Preliminary study of stress/neutral detection on recordings of children in the natural home environment
Autism spectrum disorder,Language Delay,Typically Developing
Yapanel, Xu, Hansen, Gray, Gilkerson, Richards
WOCCI ’09 Proceedings of the 2nd Workshop on Child, Computer and Interaction
Emotion
and stress/neutral detection based on an input audio stream has been a topic
of interest in the literature with various applications. This paper reports
on a preliminary study of stress/neutral detection based on naturalistic home
environment recordings of children. One major motivation of the work is to
add stress/neutral detection functionality into the LENA™ System [10]. The
study started with an acted emotion database, and tested the acoustic feature
of Mel-frequency cepstral coefficients and the Gaussian Mixture Model (GMM)

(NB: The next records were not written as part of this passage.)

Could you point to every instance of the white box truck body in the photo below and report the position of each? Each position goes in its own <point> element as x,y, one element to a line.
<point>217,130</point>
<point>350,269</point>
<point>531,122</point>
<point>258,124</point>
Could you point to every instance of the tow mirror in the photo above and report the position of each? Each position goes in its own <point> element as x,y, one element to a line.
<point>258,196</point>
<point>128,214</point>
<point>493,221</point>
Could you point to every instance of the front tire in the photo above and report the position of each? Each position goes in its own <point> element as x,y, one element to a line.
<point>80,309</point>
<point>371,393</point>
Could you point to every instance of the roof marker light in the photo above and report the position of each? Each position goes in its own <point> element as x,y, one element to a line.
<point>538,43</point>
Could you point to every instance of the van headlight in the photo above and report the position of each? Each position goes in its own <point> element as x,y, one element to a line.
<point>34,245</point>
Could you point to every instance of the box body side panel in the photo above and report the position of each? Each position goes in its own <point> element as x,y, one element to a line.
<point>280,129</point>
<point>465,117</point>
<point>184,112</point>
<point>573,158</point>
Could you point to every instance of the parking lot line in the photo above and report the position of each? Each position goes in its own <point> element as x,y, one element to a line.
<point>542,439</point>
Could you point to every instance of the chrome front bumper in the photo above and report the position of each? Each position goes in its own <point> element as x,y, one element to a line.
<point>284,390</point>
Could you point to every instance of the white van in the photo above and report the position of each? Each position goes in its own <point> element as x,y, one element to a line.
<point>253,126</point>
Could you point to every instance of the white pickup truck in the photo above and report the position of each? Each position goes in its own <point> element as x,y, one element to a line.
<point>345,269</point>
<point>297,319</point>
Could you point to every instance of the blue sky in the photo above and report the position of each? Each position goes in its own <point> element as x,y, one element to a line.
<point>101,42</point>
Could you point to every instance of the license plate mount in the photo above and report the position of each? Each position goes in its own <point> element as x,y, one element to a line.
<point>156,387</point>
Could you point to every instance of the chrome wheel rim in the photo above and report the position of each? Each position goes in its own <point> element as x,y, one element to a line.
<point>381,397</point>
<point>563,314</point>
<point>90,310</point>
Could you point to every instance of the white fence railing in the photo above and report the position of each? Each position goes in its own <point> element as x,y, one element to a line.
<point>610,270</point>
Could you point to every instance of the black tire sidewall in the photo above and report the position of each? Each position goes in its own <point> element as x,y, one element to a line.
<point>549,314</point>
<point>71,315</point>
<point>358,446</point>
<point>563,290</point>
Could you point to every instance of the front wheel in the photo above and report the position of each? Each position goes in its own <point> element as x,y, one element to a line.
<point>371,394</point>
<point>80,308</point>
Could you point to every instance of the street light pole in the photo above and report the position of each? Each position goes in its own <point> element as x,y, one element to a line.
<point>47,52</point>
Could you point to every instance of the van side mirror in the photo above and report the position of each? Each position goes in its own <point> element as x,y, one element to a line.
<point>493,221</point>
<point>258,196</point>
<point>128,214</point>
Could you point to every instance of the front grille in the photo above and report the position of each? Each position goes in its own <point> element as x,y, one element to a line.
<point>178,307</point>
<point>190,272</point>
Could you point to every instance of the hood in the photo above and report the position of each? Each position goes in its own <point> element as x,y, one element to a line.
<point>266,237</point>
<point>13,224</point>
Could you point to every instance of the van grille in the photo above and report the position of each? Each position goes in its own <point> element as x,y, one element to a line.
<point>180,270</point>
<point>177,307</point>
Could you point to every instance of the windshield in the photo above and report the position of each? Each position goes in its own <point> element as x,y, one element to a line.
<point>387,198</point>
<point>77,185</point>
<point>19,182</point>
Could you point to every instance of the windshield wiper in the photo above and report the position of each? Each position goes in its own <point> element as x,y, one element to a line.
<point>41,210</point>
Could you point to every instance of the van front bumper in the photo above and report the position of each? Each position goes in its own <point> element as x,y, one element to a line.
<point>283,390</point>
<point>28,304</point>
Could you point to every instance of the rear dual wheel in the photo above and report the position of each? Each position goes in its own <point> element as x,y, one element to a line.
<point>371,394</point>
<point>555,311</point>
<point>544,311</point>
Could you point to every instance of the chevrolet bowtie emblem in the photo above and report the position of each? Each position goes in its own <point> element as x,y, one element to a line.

for stress/neutral detection on this relatively simple database. The method
was then applied to the adult speech segments automatically extracted from
home recordings of children with the LENA System, achieving 72% accuracy for
adult stress/neutral detection. The application of this new functionality to
a large number of naturalistic home environment recordings of children
reveals interesting and meaningful statistical differences among the families
of typically developing children, language-delayed children, and children
with Autism Spectrum Disorders (ASD). The result suggests the potential for
stress/neutral detection, along with the LENA System, as an integrated
solution for (i) quality assessment of the child language environment, (ii)
monitoring language interventions for disordered children, or (iii) general
psychological and behavioral research.